After QR lapse PIDS bats for 35% tariff on rice imports

The Philippine Star

MANILA, Philippines - State-run Philippine Institute of Development Studies (PIDS) is urging the government to impose a 35 percent tariff on rice imports after the expiration of the special treatment tax for the staple in 2017 along with a direct cash transfer program for farmers to promote competition while protecting the welfare of local producers.

Roehlano Briones, a senior research fellow at PIDS, said the expiration of the quantitative restriction (QR) imposed on rice imports in July 2017 would intensify competition among rice importers and foreign suppliers, resulting to lower prices but would threaten the income of local producers.

As such, the government should consider implementing a 35 percent tariff on rice imports alongside a compensatory transfer scheme for farmers over and above the existing production support provided by pertinent government agencies to enable them to transition to a more open trade environment.

Briones noted the proposal would involve significant resources as the government already has a large budget for domestic subsidies under its Food Staple Sufficiency Program but would directly address the problems faced by farmers once the protection renegotiated by the government comes to an end next year.

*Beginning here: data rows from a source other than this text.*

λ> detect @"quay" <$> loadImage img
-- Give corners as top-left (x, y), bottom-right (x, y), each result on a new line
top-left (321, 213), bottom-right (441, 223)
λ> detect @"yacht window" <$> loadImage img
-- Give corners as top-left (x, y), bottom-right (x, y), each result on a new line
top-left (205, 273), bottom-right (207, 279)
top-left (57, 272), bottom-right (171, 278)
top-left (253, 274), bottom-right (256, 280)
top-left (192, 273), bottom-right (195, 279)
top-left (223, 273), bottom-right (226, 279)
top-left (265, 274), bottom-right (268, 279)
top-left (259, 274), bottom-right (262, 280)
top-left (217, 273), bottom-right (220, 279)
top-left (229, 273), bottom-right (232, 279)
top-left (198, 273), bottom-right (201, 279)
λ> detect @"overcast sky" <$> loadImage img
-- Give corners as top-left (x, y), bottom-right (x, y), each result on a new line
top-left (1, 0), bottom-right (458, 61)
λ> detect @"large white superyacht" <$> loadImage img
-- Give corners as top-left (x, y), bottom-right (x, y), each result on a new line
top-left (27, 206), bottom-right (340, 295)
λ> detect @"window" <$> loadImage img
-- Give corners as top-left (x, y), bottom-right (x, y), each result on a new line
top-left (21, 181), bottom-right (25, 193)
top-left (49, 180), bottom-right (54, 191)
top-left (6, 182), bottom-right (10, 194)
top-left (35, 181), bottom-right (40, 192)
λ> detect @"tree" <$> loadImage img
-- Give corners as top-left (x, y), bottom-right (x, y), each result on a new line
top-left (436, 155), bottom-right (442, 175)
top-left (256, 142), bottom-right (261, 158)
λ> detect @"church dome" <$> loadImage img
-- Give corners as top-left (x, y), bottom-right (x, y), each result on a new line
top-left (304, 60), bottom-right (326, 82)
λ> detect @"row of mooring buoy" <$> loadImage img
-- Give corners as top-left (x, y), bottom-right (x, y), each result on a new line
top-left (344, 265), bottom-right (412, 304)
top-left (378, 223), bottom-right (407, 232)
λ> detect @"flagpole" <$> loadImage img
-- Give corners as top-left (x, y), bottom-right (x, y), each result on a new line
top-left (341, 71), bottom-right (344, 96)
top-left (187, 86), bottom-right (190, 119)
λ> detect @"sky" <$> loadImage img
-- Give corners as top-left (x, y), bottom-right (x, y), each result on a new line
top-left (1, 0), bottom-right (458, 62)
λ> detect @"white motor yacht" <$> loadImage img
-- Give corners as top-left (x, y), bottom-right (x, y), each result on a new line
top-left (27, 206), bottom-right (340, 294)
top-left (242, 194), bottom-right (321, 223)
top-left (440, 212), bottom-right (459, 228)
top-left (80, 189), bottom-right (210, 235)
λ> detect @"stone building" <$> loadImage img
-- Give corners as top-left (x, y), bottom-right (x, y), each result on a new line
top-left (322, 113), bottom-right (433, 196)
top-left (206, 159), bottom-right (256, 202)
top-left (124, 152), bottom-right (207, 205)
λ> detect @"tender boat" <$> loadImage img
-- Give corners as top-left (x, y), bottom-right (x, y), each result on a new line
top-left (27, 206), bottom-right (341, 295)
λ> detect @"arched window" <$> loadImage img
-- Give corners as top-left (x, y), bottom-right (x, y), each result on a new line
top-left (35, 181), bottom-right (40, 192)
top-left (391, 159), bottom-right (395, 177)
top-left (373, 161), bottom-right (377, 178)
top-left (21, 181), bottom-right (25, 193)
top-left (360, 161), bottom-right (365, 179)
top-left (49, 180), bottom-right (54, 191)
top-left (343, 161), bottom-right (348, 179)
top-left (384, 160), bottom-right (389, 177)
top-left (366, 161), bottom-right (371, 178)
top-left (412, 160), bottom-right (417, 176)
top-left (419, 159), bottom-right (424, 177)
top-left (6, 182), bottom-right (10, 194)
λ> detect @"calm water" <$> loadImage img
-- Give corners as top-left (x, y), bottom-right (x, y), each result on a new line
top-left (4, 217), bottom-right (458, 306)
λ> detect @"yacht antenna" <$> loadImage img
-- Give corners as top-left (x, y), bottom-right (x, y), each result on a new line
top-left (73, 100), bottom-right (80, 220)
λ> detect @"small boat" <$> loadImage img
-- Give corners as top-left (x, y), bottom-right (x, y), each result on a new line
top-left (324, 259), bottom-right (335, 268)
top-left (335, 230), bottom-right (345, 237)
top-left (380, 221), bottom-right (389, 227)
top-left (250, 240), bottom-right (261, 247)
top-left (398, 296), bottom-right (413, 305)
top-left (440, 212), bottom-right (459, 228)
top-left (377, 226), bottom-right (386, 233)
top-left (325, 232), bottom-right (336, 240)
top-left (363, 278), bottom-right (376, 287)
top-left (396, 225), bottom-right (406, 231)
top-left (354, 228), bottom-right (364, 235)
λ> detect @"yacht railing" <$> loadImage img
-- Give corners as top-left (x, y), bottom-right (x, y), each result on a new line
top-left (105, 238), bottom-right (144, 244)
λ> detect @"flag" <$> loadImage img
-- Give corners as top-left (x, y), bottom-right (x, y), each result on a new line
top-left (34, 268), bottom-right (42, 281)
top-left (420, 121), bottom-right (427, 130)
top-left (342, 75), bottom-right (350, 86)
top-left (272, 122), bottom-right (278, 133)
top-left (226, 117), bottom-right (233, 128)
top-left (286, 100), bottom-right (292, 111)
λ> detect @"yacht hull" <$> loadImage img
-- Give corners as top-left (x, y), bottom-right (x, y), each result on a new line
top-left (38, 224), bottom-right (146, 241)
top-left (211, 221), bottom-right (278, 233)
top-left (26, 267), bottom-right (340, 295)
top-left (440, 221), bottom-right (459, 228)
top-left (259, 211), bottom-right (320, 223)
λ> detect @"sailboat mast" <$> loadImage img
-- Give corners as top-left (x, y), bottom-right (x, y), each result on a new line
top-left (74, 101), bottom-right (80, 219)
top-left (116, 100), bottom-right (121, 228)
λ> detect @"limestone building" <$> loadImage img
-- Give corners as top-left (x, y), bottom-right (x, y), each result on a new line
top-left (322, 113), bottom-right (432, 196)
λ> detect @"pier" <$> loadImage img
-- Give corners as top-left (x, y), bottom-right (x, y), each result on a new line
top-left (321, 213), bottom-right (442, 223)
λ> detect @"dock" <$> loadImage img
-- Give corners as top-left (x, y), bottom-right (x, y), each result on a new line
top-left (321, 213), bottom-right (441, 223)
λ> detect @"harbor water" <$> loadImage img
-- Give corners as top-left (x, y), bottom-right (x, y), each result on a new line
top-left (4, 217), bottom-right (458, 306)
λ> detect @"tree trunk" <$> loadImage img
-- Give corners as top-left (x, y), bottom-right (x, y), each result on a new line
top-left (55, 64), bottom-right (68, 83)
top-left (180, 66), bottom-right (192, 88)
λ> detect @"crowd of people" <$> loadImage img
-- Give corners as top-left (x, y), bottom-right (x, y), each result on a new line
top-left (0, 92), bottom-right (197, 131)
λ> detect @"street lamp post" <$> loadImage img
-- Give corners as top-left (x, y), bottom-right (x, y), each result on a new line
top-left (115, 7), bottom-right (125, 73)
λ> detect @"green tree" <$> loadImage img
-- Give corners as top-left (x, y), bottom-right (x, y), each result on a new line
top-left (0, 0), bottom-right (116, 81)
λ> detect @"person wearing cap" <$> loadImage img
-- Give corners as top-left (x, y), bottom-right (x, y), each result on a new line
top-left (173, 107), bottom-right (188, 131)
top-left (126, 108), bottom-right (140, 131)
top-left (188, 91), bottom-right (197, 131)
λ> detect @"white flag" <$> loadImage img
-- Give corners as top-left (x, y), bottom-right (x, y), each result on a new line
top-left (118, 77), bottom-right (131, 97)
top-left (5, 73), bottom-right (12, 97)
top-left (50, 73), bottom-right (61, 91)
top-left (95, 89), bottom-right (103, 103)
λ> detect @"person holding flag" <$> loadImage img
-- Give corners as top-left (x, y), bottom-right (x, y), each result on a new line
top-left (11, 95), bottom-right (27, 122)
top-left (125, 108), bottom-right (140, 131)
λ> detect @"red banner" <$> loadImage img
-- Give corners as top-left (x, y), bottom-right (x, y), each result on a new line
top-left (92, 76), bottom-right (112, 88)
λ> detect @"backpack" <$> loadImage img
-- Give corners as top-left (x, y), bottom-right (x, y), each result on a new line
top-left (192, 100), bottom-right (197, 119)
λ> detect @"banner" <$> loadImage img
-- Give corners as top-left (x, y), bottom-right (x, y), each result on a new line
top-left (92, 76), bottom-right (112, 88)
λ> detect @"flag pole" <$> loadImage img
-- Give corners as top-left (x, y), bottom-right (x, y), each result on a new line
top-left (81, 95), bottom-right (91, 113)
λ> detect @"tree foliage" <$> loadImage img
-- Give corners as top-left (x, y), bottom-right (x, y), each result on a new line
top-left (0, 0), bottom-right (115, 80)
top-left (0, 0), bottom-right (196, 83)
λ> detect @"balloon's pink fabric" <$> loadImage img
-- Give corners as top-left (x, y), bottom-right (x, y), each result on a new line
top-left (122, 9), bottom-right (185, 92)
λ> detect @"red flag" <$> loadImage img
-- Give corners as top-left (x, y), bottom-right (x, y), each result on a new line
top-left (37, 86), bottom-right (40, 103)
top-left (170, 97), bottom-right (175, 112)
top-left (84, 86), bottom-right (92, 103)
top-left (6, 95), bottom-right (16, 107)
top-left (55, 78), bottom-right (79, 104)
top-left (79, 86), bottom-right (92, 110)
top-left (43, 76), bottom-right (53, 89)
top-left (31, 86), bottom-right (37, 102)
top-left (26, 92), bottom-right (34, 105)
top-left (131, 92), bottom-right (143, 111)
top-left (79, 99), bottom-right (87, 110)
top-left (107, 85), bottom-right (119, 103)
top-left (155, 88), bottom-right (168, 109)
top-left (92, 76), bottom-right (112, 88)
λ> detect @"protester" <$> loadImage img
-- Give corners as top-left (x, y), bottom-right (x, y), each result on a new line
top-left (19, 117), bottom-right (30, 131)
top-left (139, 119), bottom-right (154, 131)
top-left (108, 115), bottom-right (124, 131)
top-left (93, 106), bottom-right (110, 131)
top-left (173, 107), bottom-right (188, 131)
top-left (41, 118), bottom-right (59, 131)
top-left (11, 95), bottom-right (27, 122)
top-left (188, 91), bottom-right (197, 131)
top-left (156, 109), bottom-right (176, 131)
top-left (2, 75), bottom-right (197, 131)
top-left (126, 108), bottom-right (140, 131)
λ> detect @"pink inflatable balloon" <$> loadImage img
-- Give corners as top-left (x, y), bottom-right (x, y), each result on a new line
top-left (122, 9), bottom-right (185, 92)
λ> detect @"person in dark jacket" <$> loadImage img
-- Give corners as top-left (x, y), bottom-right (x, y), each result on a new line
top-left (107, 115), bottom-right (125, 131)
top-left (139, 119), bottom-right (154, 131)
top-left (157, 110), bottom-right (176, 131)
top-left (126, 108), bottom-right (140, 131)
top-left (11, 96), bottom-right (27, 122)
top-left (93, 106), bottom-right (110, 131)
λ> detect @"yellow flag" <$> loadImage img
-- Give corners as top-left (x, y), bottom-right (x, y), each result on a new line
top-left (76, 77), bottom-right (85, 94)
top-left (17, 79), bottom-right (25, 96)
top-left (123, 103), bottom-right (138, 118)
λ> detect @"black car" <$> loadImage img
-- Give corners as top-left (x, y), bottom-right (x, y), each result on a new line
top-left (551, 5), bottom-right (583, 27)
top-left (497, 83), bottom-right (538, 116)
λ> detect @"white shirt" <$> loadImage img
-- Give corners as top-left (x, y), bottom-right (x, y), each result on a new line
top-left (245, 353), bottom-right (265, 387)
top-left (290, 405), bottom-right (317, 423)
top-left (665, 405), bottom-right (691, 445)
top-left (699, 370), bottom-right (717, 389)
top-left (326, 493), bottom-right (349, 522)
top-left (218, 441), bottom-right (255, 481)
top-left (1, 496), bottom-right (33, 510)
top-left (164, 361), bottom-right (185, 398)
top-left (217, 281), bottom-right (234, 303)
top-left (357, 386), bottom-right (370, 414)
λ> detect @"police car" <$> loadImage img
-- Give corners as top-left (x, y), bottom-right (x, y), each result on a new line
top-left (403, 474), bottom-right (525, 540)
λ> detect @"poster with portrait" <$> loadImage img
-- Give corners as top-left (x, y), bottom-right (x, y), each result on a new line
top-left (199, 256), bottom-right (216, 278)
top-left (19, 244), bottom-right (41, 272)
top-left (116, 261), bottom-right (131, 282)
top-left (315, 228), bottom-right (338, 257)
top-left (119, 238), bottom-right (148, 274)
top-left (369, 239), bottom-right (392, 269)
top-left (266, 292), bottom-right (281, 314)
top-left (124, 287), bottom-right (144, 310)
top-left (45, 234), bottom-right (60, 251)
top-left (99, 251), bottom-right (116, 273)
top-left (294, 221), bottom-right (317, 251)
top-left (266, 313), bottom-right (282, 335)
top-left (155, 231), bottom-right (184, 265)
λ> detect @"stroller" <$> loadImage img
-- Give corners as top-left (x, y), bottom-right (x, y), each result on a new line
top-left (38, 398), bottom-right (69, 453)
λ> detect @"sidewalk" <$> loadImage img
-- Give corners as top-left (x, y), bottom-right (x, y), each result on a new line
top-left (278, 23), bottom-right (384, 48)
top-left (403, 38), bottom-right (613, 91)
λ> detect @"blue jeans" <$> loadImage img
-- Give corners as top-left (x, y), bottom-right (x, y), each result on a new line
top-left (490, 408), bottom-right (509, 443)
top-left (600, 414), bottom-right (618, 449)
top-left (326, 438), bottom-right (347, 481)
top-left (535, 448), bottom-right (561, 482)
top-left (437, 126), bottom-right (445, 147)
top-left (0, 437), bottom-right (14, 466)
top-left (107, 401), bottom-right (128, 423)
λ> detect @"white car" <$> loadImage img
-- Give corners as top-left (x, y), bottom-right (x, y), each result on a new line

The 35 percent tariff rate, he noted, is already sufficient to promote competition as this is already consistent with the duty on rice imports under the ASEAN free trade regime.

“The idea is, if the tariffs are not so high then there could be increased competition in from foreign suppliers of rice, which is alarming for our farmers because this would lead to lower farmgate prices. As such we have to come up with a safety net for farmers…This would entail significant resources but is financially feasible. We also have to make sure that this is time bound, just enough to enable the farmers to make the transition to alternative crops,” he said.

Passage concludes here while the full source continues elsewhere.